In the present study, higher D-dimer level on admission was a significant independent determinant of short-term neurological dysfunction in patients with AIS within 90 days in the Chinese population. After adjusting for various confounders, the association remained significant.
Previous prospective epidemiological investigations have concluded that there is a positive association between D-dimer levels and stroke [26-28]. In some studies, the results showing that D-dimer was associated with stroke severity [29, 30], infarct volume [15, 31, 32] and progression of stroke status [14, 33, 34]. While in the patient with AIS, there are not many studies about the association between D-dimer levels and poor outcomes.
The available investigations of stroke have shown a correlation between D-dimer levels and functional outcomes and the prognostic value of D-Dimer in several different types of population with AIS [35-39]. Nam et al. [35] and Nezu et al. [36] found a predictive role of D-dimer only in patients with cryptogenic stroke. A Canadian study by Kim et al. [37] reported prognostic Value of plasm D-Dimer in patients with noncardioembolic stroke. In the study of the Chinese population complicating coronary heart disease, the result indicated that higher D-dimer levels had worst outcomes within 90 days after initial onset of AIS[38]. A Swiss study by Hsu et al. reported high plasma D-dimer indicates unfavorable outcome of in patients with AIS receiving intravenous thrombolysis[39]. But review previous literature, we also found that some other studies have reported conflicting results in comparison. A report by Squizzato et al. [19] revealed that D-dimer levels with AIS probably do not predict the functional outcome after adjustment for age and stroke subtype. Furthermore, two other studies even did not find a meaningful association between D-dimer and the prognosis of patients with AIS[40, 41].

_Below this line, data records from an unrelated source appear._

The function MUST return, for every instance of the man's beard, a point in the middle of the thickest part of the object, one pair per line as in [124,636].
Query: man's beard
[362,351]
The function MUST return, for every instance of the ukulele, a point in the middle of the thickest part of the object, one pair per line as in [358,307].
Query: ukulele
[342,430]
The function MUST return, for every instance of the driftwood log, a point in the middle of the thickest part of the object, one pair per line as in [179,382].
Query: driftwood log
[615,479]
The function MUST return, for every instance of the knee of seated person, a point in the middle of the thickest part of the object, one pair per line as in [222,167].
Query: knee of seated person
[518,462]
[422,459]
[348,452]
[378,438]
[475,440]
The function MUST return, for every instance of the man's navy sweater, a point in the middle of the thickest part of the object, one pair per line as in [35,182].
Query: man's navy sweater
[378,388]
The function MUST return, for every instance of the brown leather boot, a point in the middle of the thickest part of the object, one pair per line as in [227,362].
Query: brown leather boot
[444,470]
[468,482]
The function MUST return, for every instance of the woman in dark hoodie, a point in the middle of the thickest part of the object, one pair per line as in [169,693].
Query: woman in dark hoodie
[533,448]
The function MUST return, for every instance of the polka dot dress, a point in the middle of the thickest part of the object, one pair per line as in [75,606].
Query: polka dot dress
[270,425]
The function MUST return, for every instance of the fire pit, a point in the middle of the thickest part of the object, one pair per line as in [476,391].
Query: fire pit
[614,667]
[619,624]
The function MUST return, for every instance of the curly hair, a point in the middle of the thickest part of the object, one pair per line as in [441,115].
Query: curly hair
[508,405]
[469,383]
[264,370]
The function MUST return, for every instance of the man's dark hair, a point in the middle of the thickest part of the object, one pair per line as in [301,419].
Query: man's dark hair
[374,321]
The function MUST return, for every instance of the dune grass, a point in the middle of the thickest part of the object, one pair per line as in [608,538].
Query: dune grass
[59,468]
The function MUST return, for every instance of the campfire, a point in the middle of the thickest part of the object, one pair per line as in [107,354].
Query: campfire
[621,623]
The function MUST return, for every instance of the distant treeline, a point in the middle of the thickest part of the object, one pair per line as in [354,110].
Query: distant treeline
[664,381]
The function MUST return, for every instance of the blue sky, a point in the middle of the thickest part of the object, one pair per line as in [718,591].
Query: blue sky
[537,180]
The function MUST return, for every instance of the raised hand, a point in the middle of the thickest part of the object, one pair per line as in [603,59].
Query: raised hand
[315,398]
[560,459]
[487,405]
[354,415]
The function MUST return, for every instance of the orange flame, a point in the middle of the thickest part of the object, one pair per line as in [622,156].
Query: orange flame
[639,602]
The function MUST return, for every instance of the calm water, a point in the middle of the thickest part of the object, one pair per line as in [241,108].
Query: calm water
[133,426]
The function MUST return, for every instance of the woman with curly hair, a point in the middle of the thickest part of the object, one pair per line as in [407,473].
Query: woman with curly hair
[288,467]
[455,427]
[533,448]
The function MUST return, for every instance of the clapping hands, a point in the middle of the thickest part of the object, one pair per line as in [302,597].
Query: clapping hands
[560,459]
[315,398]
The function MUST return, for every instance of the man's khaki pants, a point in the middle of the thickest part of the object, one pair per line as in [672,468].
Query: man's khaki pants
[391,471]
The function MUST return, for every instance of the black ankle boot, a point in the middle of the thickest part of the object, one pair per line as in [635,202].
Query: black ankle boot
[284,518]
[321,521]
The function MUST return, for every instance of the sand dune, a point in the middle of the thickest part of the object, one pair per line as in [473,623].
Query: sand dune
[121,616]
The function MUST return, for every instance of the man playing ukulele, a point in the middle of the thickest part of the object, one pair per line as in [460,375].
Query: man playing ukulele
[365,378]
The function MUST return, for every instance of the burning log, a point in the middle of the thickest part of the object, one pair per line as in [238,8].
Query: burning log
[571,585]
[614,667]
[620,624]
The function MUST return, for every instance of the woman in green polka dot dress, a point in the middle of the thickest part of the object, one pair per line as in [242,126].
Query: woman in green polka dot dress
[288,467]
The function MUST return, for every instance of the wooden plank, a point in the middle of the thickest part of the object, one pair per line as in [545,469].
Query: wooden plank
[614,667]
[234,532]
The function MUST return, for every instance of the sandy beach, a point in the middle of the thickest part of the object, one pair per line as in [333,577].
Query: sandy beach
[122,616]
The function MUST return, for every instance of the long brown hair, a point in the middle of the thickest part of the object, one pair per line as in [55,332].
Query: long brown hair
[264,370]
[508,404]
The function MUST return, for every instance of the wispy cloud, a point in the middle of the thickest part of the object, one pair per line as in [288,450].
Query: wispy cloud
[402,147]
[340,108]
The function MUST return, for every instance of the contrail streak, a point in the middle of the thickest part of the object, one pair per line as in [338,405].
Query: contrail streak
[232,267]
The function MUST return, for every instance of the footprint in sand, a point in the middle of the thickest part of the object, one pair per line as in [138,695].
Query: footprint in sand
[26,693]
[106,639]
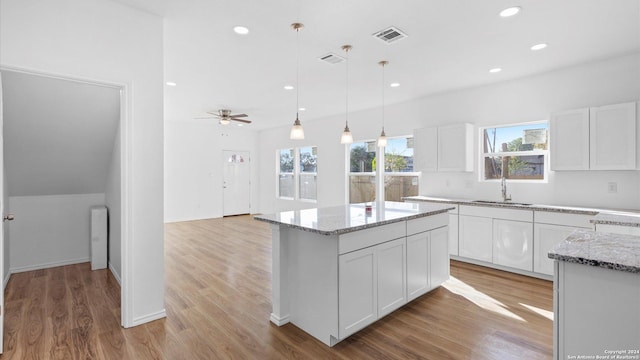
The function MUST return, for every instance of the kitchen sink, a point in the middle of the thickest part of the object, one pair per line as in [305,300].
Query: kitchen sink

In this study, because the prognostic did not alter even if adjusted various confounders such as age, sex, BMI, vascular risk factors, baseline NIHSS scores, and stroke etiology, our results revealed D-dimer is an independent biological prognostic marker of AIS. Actually, the positive value of plasm D-Dimer in patients with all subtypes of AIS was indicated in the previous several studies [33, 41, 42], which is consistent with our findings.
D-dimer derived from the cross-linked fibrin network is a final soluble fibrin degradation product undergoes plasmin-mediated degradation [13]. D-dimer could be elevated in population with thrombotic diseases such as pulmonary embolism and venous thromboembolism [42, 43], however, the mechanism remains unclear. There are several possible explanations for why D-dimer levels might be relevant to poor functional outcomes in patient with AIS. First of all, D-dimer level increases in blood coagulation and degradation of fibrin and could be a marker of thrombosis based on the underlying mechanisms [44, 45]. Moreover, high D-dimer levels may result in resistant to the endogenous fibrinolytic system and influence thromboembolism formation [40, 46]. Furthermore, D-dimer also stimulates the immune system and lead to changes in inflammatory mediators levels such as IL-1, TNF-alpha, IL-6, and IL-8 [47, 48]. Activated inflammation may contribute to the pathological alteration in patients with AIS [49]. In addition, infarct volume, initial stroke severity, and progression of stroke status were correlated with high D-dimer levels [14, 29-34], therefore elevated D-dimer levels may predict poor outcomes through the aggravation of cerebral tissue damage by disturbing recanalization and increasing reperfusion injury. Additionally, D-dimer level in patients with AIS may identify patients who may benefit from additional interventions, targeting some of the mechanisms mentioned above. This need be explored in further studies.
This current study has several limitations. First, this is a single-center, observational study. The sample sizes of patients are small, and selection bias was a major concern, therefore limiting the power to generalize our results. Second, the D-dimer levels were recorded only at admission, recording the serial change of D-dimer levels might be better explored the correlation between D-dimer and outcomes after AIS. Finally, our study did explore short-term outcomes whose end-point was defined at 90 days. The relationship between D-dimer levels and long-term prognosis require further confirmation in our study population. Therefore, further larger sample size, multicenter studies are needed to carry out.
Conclusions
Elevated plasma D-dimer level on admission was significantly associated with increased poor outcome after admission for AIS, suggesting the positive role of D-dimer as a predictive marker for short-term poor outcomes in patients with AIS. Plasma D-dimer level as a convenient and economical biological indicator could be used for better specific management of stroke rehabilitation regarding functional outcomes.